Ces risques sont réels sur le papier. Mais la réalité physique raconte une autre histoire.
Des contraintes impossibles à surmonter aujourd'hui
Des chercheurs de BTQ Technologies et de l'université d'Auckland ont publié des travaux démontrant que la mise en œuvre concrète de ces attaques se heurte à des obstacles colossaux.
Selon une étude de Pierre-Luc Dallaire-Demers publiée en mars 2026, l'avantage théorique de l'algorithme de Grover disparaît complètement dès qu'on intègre les besoins réels en matériel et en énergie.
La conclusion est frappante : mener une attaque à 51 % via un ordinateur quantique nécessiterait une consommation énergétique comparable à celle d'une petite étoile.
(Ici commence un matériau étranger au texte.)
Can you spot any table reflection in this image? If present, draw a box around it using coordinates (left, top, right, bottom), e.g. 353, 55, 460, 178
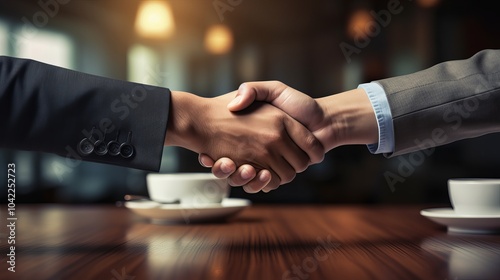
421, 235, 500, 279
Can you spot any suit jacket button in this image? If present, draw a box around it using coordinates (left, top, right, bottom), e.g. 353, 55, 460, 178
78, 138, 94, 156
108, 141, 120, 156
120, 143, 134, 158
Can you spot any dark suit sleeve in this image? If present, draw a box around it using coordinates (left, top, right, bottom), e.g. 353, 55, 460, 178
377, 50, 500, 156
0, 56, 170, 171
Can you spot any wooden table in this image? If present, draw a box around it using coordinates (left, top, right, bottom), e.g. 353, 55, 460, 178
0, 204, 500, 280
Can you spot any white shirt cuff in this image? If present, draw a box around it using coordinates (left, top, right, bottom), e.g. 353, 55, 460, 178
358, 82, 394, 154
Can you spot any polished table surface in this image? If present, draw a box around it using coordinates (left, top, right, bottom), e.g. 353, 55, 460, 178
0, 204, 500, 280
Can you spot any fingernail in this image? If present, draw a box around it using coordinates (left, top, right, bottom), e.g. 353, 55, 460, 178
227, 96, 241, 107
241, 168, 252, 180
220, 162, 233, 174
259, 172, 270, 182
Une quantité d'énergie physiquement inaccessible avec les technologies disponibles en 2026.
Ce qu'il faut retenir
Bitcoin n'est pas invulnérable à long terme. La menace quantique est sérieuse et l'écosystème travaille activement sur des solutions cryptographiques résistantes. Mais aujourd'hui, les barrières physiques et énergétiques protègent efficacement le réseau. La menace reste théorique, pas immédiate.